I would like to use a portion of this book and talk to you about how wonderful the sundial way of life is. It begins on page 101, with the chapter entitled, “Advanced Movement to Increase Happiness.” This is the talk I gave at the Spring Festival two years ago, but since I believe there are many here that did not attend that event, I would like to reintroduce the content of that lecture here:
Advanced Movement to Increase Happiness
I believe there will be many people here who will, when they hear “Sundial Diary” or “Laughing Practice,” or “Sundial Way of Life,” say that they’ve known about that for a long time. However, I learned recently that what is written in this Inaugural Issue (of the Seicho-No-Ie Magazine) is not in the least bit old. I have here a copy of the February 28, 2005 issue of Time magazine. It’s the most recent issue that just hit the stands the other day, and it includes a Special Feature. The cover has the title, “The Science of Happiness” on it, but if we were to translate this into Japanese, it would be something that many of us have heard before.
In this issue, there is a 17-page article on the results of a study of a new kind of psychology, different from what has existed until now. I cannot introduce all of this information at this time, but if I were to summarize parts of it, it says that the goal of psychologists used to be to bring patients “to zero,” if we were to think of the condition of our minds as a number scale, with the worst condition (i.e. suicidal) being a “minus five.” In other words, the goal was to treat and bring the patient from a neurotic ailing state to a neutral normal one. It seems, however, that the trend amongst psychologists today is “positive psychology.” Positive psychology has a very proactive and positive goal and is studying ways to bring someone in a normal state of mind, “0,” to a “plus 3,” or “plus 5.”

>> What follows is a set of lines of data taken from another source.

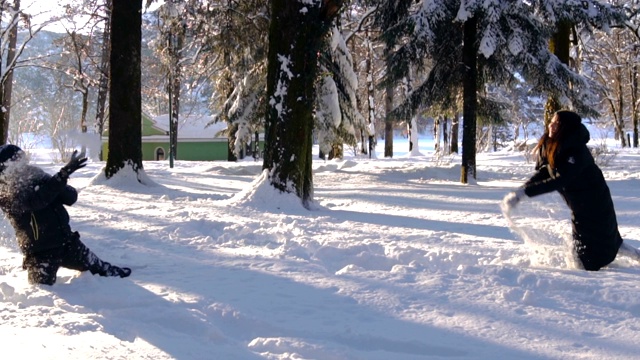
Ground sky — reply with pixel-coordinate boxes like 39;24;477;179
0;133;640;360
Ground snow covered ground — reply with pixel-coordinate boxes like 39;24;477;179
0;136;640;360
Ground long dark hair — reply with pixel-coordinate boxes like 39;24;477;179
536;110;582;168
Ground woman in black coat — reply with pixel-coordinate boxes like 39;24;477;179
504;111;622;271
0;144;131;285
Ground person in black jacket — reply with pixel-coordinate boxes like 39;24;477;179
503;110;624;271
0;144;131;285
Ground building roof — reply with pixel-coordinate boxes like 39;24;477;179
142;114;227;140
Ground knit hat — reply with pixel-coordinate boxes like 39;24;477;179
0;144;22;164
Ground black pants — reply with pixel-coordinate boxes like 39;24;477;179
22;232;110;285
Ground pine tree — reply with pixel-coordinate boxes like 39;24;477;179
263;0;342;207
105;0;144;182
376;0;622;183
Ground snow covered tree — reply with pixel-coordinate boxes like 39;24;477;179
376;0;622;183
263;0;343;207
579;1;640;147
158;0;188;161
0;0;56;144
105;0;144;182
315;26;366;159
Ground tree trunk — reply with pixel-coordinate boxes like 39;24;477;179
95;0;111;160
631;65;640;148
442;115;449;155
384;49;394;158
0;0;20;144
105;0;142;182
263;0;342;207
169;24;184;159
460;17;477;184
544;20;572;129
450;113;460;154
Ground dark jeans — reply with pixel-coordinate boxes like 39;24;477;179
22;232;110;285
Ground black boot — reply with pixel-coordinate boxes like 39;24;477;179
98;261;131;277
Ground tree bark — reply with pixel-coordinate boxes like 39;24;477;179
460;17;477;184
263;0;342;207
450;113;460;154
0;0;20;144
105;0;142;181
544;20;572;129
95;0;112;160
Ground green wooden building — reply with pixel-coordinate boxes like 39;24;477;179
102;114;254;161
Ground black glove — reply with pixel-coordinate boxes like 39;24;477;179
60;150;87;179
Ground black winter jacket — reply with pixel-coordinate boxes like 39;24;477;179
524;124;622;270
0;164;78;256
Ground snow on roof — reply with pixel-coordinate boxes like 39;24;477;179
152;114;227;139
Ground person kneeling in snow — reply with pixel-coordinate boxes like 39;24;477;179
503;110;638;271
0;144;131;285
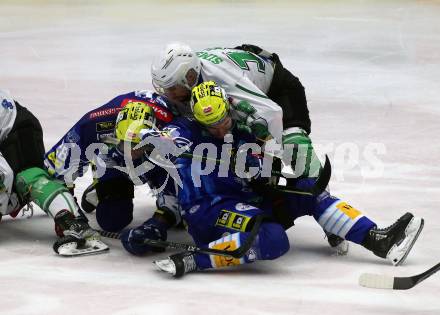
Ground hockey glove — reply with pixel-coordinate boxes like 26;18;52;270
120;218;167;256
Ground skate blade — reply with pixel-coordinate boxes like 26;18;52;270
392;218;425;267
58;240;109;257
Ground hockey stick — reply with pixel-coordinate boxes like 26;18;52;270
359;263;440;290
98;216;264;258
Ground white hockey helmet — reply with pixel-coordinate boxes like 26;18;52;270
151;43;201;93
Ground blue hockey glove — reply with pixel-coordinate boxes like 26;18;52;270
120;218;167;256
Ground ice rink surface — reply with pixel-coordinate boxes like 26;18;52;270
0;0;440;315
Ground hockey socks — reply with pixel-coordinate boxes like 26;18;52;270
194;223;290;269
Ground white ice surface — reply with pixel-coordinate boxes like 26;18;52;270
0;0;440;315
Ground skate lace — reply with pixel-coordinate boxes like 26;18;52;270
375;217;402;232
183;254;197;273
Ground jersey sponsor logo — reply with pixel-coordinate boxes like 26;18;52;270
96;121;115;132
89;107;121;119
121;98;173;123
215;209;251;232
210;240;242;268
336;202;362;220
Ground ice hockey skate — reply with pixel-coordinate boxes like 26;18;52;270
153;252;197;278
362;212;424;266
53;210;108;257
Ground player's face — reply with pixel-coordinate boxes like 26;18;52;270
206;116;232;139
118;141;146;160
164;84;191;103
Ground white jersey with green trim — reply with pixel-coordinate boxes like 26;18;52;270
197;48;283;143
0;90;17;143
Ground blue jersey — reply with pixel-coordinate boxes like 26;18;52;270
44;91;173;184
164;117;261;214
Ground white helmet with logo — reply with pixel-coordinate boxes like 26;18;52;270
151;43;201;93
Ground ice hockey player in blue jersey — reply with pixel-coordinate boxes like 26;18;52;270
151;43;348;248
45;91;180;238
0;91;108;256
147;82;423;277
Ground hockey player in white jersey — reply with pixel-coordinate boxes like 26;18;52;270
151;43;348;253
0;91;108;256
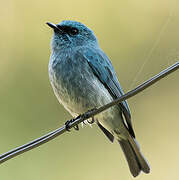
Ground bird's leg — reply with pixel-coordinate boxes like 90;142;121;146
87;117;95;124
65;114;81;131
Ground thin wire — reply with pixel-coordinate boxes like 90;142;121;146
0;62;179;164
129;9;174;89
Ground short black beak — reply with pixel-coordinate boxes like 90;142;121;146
46;22;61;31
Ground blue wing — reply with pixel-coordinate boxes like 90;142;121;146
79;48;135;137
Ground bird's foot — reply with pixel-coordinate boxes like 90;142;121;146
65;115;81;131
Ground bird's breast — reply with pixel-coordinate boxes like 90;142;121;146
49;52;113;114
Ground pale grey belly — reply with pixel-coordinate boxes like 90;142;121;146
49;58;122;131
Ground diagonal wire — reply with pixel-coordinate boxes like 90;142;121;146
0;61;179;164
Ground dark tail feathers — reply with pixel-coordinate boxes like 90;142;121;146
118;137;150;177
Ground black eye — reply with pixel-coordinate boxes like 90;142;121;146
69;28;79;35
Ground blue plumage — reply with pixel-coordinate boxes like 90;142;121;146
47;21;150;177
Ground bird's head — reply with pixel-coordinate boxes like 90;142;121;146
47;20;98;50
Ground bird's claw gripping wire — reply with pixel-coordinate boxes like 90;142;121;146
65;114;81;131
65;108;96;131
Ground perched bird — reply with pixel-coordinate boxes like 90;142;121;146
47;21;150;177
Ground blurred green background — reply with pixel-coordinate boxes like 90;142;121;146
0;0;179;180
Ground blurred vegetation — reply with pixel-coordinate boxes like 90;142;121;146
0;0;179;180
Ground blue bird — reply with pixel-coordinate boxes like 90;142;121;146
47;21;150;177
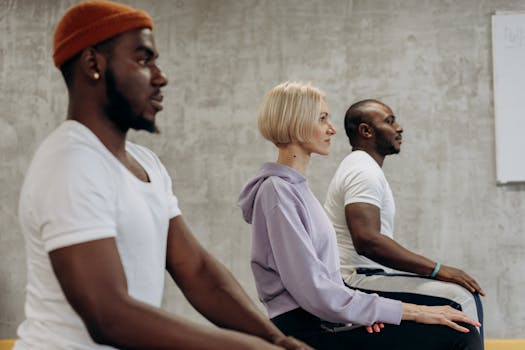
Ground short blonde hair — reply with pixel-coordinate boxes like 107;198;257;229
258;81;325;145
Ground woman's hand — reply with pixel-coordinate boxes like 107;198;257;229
402;303;481;333
365;322;385;333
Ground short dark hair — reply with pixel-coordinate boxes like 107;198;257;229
59;35;118;89
345;99;383;146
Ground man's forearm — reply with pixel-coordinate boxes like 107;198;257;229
174;255;283;342
359;234;436;275
84;298;273;350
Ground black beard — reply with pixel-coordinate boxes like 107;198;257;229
105;69;159;134
373;126;401;156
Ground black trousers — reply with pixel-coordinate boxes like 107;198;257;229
272;308;482;350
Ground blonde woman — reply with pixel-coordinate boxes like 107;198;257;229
239;82;481;350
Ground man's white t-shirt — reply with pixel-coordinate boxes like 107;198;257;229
324;151;396;279
15;120;181;350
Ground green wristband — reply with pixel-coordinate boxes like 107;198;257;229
430;262;441;278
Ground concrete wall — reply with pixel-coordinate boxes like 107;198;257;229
0;0;525;338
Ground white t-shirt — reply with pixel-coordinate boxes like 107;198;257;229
15;120;180;350
324;151;396;279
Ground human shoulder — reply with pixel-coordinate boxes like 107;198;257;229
337;151;385;184
259;176;298;207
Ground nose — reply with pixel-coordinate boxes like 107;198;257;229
328;122;337;135
152;66;168;87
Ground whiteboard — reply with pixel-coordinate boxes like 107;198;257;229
492;12;525;184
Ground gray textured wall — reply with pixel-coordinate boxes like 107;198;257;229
0;0;525;338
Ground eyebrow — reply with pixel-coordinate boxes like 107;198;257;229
135;45;159;58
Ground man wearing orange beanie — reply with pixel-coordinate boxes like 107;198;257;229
15;1;310;350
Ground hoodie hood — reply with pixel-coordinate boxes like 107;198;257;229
237;163;306;224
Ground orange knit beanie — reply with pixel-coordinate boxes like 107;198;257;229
53;0;153;68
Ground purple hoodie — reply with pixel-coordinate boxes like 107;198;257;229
239;163;401;325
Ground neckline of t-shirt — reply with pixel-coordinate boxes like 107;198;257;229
66;119;153;188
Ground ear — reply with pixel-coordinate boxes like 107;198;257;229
357;123;374;139
80;47;106;82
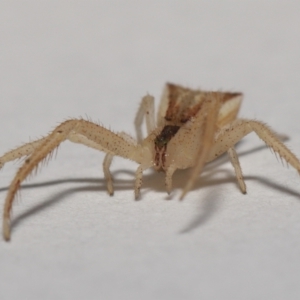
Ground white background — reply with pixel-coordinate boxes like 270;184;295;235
0;0;300;300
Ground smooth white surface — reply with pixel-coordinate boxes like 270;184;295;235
0;0;300;300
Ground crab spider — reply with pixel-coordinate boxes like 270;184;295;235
0;83;300;241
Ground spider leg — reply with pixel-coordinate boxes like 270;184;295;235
207;119;300;191
227;147;247;194
1;119;149;240
0;138;45;169
134;95;155;143
102;132;137;196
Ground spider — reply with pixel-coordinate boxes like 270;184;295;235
0;83;300;241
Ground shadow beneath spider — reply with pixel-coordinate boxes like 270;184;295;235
0;139;300;233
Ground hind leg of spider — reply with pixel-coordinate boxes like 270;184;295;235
227;147;247;194
0;138;45;169
3;119;142;240
207;119;300;184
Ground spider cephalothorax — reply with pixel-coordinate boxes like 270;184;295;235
0;84;300;240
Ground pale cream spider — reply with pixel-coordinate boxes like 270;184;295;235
0;83;300;240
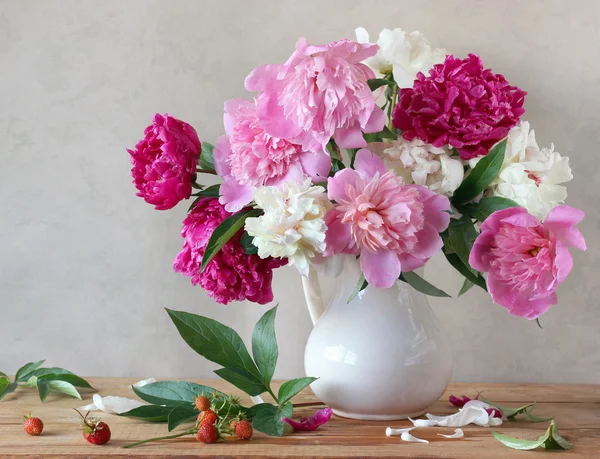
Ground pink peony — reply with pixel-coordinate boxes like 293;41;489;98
325;149;450;288
173;198;286;304
469;206;586;319
127;113;200;210
393;54;527;159
246;38;385;151
214;99;331;212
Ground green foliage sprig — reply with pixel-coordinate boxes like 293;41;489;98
0;360;93;402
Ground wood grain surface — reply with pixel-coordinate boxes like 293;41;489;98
0;378;600;459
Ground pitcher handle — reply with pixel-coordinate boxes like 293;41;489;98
302;266;325;325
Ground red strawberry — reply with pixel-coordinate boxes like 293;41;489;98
196;422;219;443
229;419;240;433
75;410;110;445
194;395;210;411
235;419;253;440
198;410;219;425
23;413;44;436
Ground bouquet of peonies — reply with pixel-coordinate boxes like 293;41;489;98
128;28;586;319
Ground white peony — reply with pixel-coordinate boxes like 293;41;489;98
382;138;464;196
245;179;332;276
355;27;448;88
469;121;573;220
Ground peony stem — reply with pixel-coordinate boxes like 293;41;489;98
123;429;194;448
196;168;217;175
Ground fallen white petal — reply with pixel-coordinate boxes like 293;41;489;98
409;400;502;427
400;432;429;443
133;378;156;387
438;429;465;438
385;427;416;437
79;394;145;414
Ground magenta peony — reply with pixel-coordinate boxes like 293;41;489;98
246;38;385;151
325;149;450;288
127;113;200;210
393;54;527;159
173;198;286;304
214;98;331;212
469;206;586;319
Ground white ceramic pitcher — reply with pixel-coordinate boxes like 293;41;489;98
303;255;452;420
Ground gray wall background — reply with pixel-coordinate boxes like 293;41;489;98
0;0;600;383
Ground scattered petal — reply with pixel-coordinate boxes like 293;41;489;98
400;432;429;443
79;394;145;414
409;400;502;427
385;427;416;437
448;395;471;408
438;429;465;438
133;378;156;387
281;408;333;431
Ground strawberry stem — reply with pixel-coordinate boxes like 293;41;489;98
123;428;195;448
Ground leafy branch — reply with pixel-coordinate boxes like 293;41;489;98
0;360;93;402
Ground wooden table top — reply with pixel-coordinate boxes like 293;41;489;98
0;378;600;459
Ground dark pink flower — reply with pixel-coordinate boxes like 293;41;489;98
282;408;333;431
485;408;502;419
127;113;200;210
469;206;586;320
173;198;287;304
393;54;527;159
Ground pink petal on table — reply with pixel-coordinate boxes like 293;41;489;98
282;408;333;432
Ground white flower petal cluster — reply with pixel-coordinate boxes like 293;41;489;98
382;138;464;196
469;121;573;220
245;179;332;276
355;27;448;88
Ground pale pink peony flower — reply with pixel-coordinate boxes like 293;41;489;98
214;99;331;212
246;38;385;151
469;206;586;319
127;113;200;210
393;54;527;159
173;198;287;304
325;149;450;288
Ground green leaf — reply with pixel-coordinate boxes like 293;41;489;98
47;378;81;400
346;272;369;304
167;309;261;382
248;402;293;437
492;432;544;450
442;250;487;291
492;419;573;450
452;139;506;206
367;78;395;91
198;142;215;171
460;196;519;222
252;306;279;386
277;377;318;406
458;278;475;296
0;377;18;400
215;368;266;397
131;381;225;407
200;209;262;272
167;406;198;432
37;381;50;403
15;360;45;382
37;374;93;389
400;271;452;298
118;405;173;422
196;184;221;198
444;216;479;274
240;231;258;255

There are different things written in the article, but, to share a portion of it with you, there are various study results regarding what makes us happy. Ordinarily, we might think the answer would be “having money” or “additional income,” but researchers found that there was no data supporting this. “Additional income” did little to raise people’s sense of satisfaction or happiness, nor did “a good education” or “a high IQ.” Then is “youth” the source of happiness? No, that isn’t it either. On the contrary, it seems that older people are more consistently satisfied with their lives than the young. How about not having to work frantically and being able to sit leisurely in front of a TV not thinking about anything? That doesn’t seem to be it either because findings state that when watching TV, those who watch it for more than three hours a day feel less happy than those who watch it for fewer hours a day. The studies show that there is “less sense of happiness.”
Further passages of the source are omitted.